An EDDS is a SAS data set that provides information about the columns of a tall data set. It describes relevant experimental variables such as treatment conditions and
covariates as well as a variable named
ColumnName. Entries in the
ColumnName column must exactly match the column names in the input tall data set. EDDSs have certain constraints that must be followed for the processes to run successfully.
An EDDS is frequently constructed using information from a corresponding Experimental Design File (EDF). An EDDS contains many of the same columns as an EDF, but, unlike the EDF, must be saved as a SAS data set (
.sas7bdat). Many of the input engines that generate a tall data set from raw data files also automatically generate the needed EDDS.
In addition to an experimental design data set, many JMP Genomics processes also optionally accept an
annotation data set. This is a SAS data set containing arbitrary biological or chemical properties corresponding to the molecular entities in the experiment.
In addition to the common data sets listed above, additional supplementary SAS data sets might be required by specific processes. These can include Coordinate data sets, which list x- and
y-coordinates of spots on
microarrays, Haplotype Frequency data sets, used in
haplotype analysis, as well as others. These supplementary data sets are used only in specific cases, are frequently optional, and are described, as needed, in the chapters detailing the processes that use them.
Most of the processes in JMP Genomics assume that the input SAS data set has a particular data structure. JMP Genomics distinguishes between tall and wide SAS data sets. A tall SAS data set has samples as columns and molecular entity (for example, marker, gene, clone, protein, or metabolite) as rows, whereas a wide SAS data set is the transpose of the tall, having the samples as rows and molecular entity as columns.

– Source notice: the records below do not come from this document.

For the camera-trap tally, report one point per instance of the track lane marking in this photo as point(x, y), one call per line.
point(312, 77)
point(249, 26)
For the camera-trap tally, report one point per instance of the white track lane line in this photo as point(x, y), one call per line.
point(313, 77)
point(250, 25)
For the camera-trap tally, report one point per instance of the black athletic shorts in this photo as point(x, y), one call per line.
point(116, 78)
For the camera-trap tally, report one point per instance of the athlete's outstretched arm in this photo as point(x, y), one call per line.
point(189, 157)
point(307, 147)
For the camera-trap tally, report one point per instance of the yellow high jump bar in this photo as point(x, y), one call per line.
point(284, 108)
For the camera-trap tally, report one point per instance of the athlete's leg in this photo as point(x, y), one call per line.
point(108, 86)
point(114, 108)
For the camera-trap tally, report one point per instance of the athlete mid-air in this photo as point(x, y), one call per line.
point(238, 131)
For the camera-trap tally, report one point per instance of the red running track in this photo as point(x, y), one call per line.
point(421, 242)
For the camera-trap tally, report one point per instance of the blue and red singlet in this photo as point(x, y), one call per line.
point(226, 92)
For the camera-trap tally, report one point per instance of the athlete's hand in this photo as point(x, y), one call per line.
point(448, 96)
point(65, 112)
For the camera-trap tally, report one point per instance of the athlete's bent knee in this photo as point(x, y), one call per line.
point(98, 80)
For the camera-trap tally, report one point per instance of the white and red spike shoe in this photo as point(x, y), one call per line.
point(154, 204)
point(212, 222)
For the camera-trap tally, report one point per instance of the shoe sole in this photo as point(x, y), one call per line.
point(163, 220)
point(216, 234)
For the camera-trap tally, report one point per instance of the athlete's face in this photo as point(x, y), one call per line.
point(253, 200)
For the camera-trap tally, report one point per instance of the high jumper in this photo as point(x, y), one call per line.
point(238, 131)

When specifying the input SAS data set for a process, it is important to know the required form. Most of the processes associated with the Genetics processes require a wide structure, whereas most of the others use a
tall structure. The
Transpose Tall to Wide and
Transpose Wide to Tall processes under the
Genomics > SAS Data Set Utilities > Tables menu enable you to transform your SAS data sets between tall and wide forms.